Below is a single, consolidated list of concrete knowledge gaps, limitations, and open questions left unresolved by the paper that future researchers could act on:

  • Platform scope: Findings are Twitter-only; the cross-platform dynamics with Facebook, Instagram, YouTube, Reddit, and broadcast/website channels remain unexamined.
  • Temporal coverage: Data covers only six days (Aug 26–31, 2017); impacts of pre-event buildup and long-tail recovery phases are missing.
  • Crisis typology generalizability: Results stem from a predictable, weather-forecasted disaster; it is unclear if identified strategies transfer to sudden, unpredictable crises (e.g., terror attacks, earthquakes).
  • Language and geography: English-only collection likely excludes significant communities; international media were absent in the power-user sample—are strategies different across languages/regions?
  • Keyword dependence: Using only “hurricaneharvey,” “harvey,” “hurricane” risks both missing relevant hashtags/terms (e.g., #HoustonFlood, #HarveyRelief, local place names) and including noise; sensitivity analyses are needed.
  • Data completeness and reproducibility: The paper does not specify API endpoints, rate-limit handling, or sampling bias checks; the dataset is not shared for replication.
  • Retweet-centric influence: Influence is approximated via retweet in-degree; quote tweets, replies, mentions, impressions, follower networks, and algorithmic feed exposure are not incorporated.
  • Power-user sampling bias: Focusing on top 100 power users per day and on media/journalists neglects the “long tail,” potentially missing grassroots sense-giving and niche authorities.
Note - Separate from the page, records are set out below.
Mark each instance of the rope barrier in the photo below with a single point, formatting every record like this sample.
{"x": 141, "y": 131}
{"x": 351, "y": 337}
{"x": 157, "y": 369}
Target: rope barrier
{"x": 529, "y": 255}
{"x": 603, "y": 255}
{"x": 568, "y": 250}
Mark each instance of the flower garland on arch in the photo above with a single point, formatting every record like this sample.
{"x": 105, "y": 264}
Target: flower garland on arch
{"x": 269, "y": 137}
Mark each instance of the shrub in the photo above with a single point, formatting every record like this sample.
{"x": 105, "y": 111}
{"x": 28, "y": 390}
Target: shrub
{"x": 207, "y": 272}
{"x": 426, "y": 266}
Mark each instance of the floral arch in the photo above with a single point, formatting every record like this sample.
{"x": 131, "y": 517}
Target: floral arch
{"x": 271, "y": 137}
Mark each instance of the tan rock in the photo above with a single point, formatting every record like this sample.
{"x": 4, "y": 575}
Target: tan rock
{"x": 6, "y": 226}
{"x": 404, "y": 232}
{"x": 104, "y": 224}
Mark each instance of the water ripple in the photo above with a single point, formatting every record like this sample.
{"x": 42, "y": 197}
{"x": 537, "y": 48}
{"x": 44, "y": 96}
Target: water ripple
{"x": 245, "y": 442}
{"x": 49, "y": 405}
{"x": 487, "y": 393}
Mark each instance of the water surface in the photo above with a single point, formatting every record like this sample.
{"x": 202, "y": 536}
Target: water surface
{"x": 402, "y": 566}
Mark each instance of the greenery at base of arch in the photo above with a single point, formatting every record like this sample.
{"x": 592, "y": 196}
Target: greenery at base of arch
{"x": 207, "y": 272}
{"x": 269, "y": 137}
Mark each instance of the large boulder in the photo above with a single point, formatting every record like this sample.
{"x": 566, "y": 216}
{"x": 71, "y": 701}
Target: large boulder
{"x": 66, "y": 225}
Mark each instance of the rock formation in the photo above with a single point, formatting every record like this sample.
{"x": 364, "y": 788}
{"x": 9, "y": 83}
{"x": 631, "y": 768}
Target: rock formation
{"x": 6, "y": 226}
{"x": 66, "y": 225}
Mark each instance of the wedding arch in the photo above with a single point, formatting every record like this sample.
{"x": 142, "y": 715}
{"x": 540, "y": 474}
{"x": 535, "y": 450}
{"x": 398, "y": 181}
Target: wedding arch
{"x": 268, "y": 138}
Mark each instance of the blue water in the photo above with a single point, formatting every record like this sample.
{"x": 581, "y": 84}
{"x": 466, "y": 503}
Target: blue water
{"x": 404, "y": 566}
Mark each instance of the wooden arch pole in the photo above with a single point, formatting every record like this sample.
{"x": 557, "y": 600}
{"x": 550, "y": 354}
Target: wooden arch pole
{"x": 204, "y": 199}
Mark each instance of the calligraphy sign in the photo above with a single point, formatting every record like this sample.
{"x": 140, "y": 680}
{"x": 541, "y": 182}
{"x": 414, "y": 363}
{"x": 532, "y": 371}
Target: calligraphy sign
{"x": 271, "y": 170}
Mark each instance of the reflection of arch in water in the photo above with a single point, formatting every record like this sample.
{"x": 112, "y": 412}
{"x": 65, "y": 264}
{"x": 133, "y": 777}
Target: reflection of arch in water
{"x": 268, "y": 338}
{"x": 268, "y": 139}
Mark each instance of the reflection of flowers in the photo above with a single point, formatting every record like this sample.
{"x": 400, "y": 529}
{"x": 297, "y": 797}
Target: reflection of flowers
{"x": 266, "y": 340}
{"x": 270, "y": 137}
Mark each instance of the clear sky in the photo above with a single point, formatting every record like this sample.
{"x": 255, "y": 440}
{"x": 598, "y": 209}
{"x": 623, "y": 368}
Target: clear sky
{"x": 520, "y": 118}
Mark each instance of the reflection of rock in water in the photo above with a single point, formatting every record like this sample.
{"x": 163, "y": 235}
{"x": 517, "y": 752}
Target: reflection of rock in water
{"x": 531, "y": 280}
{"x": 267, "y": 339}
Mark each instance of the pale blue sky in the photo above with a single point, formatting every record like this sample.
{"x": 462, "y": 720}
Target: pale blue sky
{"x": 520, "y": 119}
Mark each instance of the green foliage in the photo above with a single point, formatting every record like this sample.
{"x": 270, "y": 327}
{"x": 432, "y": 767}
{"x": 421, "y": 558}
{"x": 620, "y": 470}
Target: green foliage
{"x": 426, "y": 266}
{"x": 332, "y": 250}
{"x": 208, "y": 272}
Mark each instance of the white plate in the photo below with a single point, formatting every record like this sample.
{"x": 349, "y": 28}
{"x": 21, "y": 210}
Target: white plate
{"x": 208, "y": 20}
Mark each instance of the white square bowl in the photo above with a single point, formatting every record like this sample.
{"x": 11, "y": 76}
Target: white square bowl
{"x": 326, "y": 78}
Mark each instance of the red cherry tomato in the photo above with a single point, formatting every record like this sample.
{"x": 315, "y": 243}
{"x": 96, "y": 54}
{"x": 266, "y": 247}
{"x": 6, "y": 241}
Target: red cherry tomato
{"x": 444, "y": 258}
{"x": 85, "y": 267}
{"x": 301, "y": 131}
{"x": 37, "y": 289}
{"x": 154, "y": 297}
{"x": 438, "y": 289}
  • Network modeling limits: Analyses model only retweet graphs; reply/mention networks, community structures (e.g., modularity), structural holes, and cross-community bridging are not explored.
  • Temporal diffusion dynamics: No modeling of time-resolved diffusion cascades (who amplifies whom, when), nor of lag between local and national outlets.
  • Measurement validity: Betweenness and in-degree are reported without robustness checks (e.g., alternative centralities, bootstrapping) or tests of statistical significance.
  • Strategy effectiveness: The study identifies three amplification strategies but does not evaluate their effects on outcomes (e.g., faster information reach, reduced uncertainty, behavioral compliance, rumor suppression).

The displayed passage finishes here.